A crowd of approximately 45 people came to support candidates running for ASUCR senate, with political party members from [OUR]Voice; PAC: Pride, Action, Change and [YOU]CR participating in the senatorial debates on Wednesday. The candidates discussed issues ranging from gender gaps in graduation to impacted classes that adversely affect enrollment.

The debates were moderated by Highlander Editor-in-Chief Colin Markovich, who asked the candidates a variety of questions regarding issues pertaining to each of their colleges. Bourns College of Engineering (BCOE) candidates Erin Sunga of PAC: Pride, Action, Change and Ryan Torrento from [OUR]Voice were the first to present their plans to tackle their college’s gender gap; 77 percent of the graduating class in 2014 were male.

Torrento stated that community outreach was necessary to help close the gap. “No matter what background you come from, the only way you’re going to get interested in engineering is if you’re introduced to it at a young age, so the most important thing to do is to have outreach events to connect with kids,” Torrento stated.

While also advocating for more community outreach for the college, Sunga described the importance of empowering women in the engineering field as well. “Being a woman engineer, it is difficult getting into this field.

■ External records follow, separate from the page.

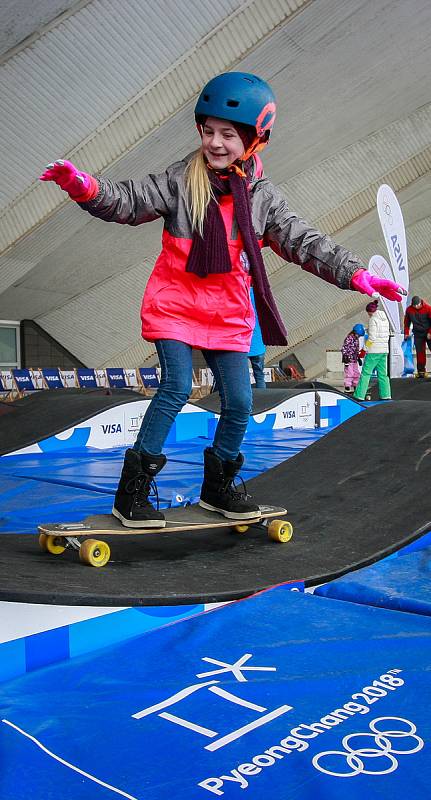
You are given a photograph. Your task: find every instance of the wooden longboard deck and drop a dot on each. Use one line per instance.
(181, 518)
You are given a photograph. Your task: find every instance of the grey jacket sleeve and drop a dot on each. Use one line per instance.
(133, 202)
(295, 240)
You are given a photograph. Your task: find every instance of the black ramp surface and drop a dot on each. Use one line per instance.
(47, 413)
(353, 496)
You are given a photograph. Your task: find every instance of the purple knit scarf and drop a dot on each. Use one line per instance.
(210, 254)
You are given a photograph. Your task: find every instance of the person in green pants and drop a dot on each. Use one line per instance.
(377, 354)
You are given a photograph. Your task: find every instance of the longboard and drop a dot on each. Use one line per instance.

We feel intimidated at times. When I go to class, people don’t expect me to be an engineer. If we can empower women and talk to the parents at outreach events then we can help bridge the gap,” Sunga explained. There are three candidates running for two BCOE senator positions.


The next group to debate were College of Natural and Agricultural Sciences (CNAS) candidates Robert Kotonya from [YOU]CR and Wen-Yu Chou from [OUR]Voice. Both candidates brought forth proposals to alleviate class overcrowding in particular subjects, such as chemistry, which could deter students from completing their requirements.

Chou said she would “(open) up communication with advisors in the college a lot more by contacting them directly” if she were elected.

Kotonya said he was interested in creating online classes to help students who are not in CNAS get through their requirements faster. “With this they wouldn’t have to wait all quarter with the professors. It would help students get through the coursework in a shorter amount of time than the current moment,” Kotonya elaborated. There are currently seven CNAS candidates running for four senatorial spots.

Candidates in the College of Humanities Arts and Social Sciences (CHASS) were the last to present, with six speakers from each party crowding the stage. Corey Willis and Casey Thielhart represented [OUR] Voice, Johnson Pham and Tia Rey presented for PAC: Pride, Action, Change and Tesleem Azeez and Katherine Lee spoke on behalf of [YOU]CR.

A major question asked was the candidates’ stances on the current CHASS four-quarter foreign language requirement and possible ways to improve bottleneck enrollment. Thielhart stated that he would push for a three-quarter requirement as opposed to the current one. “With unit caps, I don’t think we should require these classes at these more difficult levels. They’re difficult to get into, they’re difficult to pass these classes. I think, therefore, a year is very adequate,” Thielhart reasoned.

Lee supported the current system; however, she admitted that enrollment was a problem as classes fill up quickly, and plans to investigate the issue further. Her fellow party member Azeez, while admitting the benefits of learning a foreign language, believed that, “Shortening it would be beneficial because reaching such a high level of foreign language is only beneficial if it is integral to your career, versus just needing a basic solid understanding to communicate with someone.”

As a linguistics major, Pham stated that he supported the current requirement because it helped students become more well-rounded. “College has become a factory for people to create careers, when in fact the institution should be focused on creating a balanced individual who has knowledge in all these different areas,” Pham argued.

As the largest college, there are 29 candidates in CHASS running for 10 senatorial positions. The debate for candidates running for director positions will occur on Wednesday, Apr. 8.